SINGAPORE: Many investors have cut ties with China in 2020. But a billionaire hedge fund manager has a strategy that starts with “balance”.

“The way to play the Chinese market is to build a diversified portfolio first,” Ray Dalio told CNBC’s “Street Signs Asia” on Wednesday.

That, he said, means achieving the right kind of wealth balance in China. “Our approach is that we call it an all-weather approach. It’s a fixed balance in which you can achieve balance without reducing the expected return. Out of that, you want to make a strategic move.”

Dalio said the Chinese yuan could see higher consumption outside of China as the weak economy has hit the US dollar and other large reserve currencies. He said China’s interest rates are attractive, and the growth of its capital markets has helped strengthen the exchange rate for the yuan.

Ray Dal Leo, billionaire and founder of Bridgewater Associates.

David Paul Mori | Bloomberg | Getty Images

“You will see more of this in the interior [yuan]“And this is a natural consequence because there are going to be challenges in talking and large reserve currencies that we are talking about, there will be some element of void,” said Bridgewater Associates co-chairman and co-chief investment officer.

The onshore yuan has strengthened against the US dollar in the last six months, rising from a high of 80. above in the recent week to close to 80. near. Analysts say the yuan’s strength is due to both the weakness of the greenback and China’s economic recovery from the coronavirus epidemic.

Dalio warned that the “strategic move” would change over time.

“And of course it’s based on change, wealth, classes and its relative prices. But first … get exposure, I also believe in those markets and currencies,” he said.

The main indicators in China behind years of improving economic data and the recession in the coronavirus case are years old.

India’s potential

Like China, Dalio said he believes India has great potential but lags behind in the development of its capital markets.

“Those markets have much less liquidity, much less developed,” he said.
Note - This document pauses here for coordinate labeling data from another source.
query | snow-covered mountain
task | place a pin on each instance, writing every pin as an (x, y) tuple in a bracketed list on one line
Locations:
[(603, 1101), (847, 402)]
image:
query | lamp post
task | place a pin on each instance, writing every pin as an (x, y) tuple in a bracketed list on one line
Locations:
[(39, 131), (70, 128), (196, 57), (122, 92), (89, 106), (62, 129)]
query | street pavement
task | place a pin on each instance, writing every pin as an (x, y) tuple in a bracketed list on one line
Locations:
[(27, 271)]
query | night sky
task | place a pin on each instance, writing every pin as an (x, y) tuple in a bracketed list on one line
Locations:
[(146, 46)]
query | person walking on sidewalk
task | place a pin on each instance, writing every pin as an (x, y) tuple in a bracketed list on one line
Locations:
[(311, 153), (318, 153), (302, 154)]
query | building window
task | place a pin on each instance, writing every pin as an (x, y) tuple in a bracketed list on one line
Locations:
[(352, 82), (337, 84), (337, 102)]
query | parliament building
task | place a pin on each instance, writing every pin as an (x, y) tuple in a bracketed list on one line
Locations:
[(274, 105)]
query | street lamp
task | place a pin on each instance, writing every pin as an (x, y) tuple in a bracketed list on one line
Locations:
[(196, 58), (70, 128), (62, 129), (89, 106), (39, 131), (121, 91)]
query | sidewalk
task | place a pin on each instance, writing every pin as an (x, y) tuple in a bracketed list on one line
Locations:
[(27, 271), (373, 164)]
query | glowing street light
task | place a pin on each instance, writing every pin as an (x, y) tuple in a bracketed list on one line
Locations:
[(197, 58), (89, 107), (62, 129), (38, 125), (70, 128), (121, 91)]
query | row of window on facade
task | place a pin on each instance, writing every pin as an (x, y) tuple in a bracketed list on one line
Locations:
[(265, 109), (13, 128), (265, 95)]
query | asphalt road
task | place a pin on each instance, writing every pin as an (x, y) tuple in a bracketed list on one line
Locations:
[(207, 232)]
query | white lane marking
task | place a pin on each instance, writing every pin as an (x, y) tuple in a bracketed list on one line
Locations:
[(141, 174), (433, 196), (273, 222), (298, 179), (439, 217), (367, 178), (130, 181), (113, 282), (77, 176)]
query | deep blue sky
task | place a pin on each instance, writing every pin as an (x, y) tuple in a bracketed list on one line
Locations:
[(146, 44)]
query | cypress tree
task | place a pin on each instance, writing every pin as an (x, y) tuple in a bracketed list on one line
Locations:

Dalio explained that the country has many investment opportunities in terms of advanced technologies and entrepreneurship. But it’s “hard to invest.”

“If there was more growth in the capital markets, more liquidity, more openness in the markets, which would revive entrepreneurship,” he added, adding, “Being able to raise money that way and disseminate money more efficiently. The road will revive the Indian economy.” . “

Unlike China, where the epidemic seems to be under control, India is struggling to reduce its infection and related deaths. Currently, India lags behind the United States alone in terms of infection levels, with more than 6.6 million people infected and 103,000 dying.

The nationwide lockdown from late March to May has slowed India’s growth and economists say the path to sustainable recovery is difficult. Nevertheless, the stock market has bounced back from its March lows and has remained relatively flat year-to-date. The rupee has also strengthened from around 77 to close at 73 against the dollar.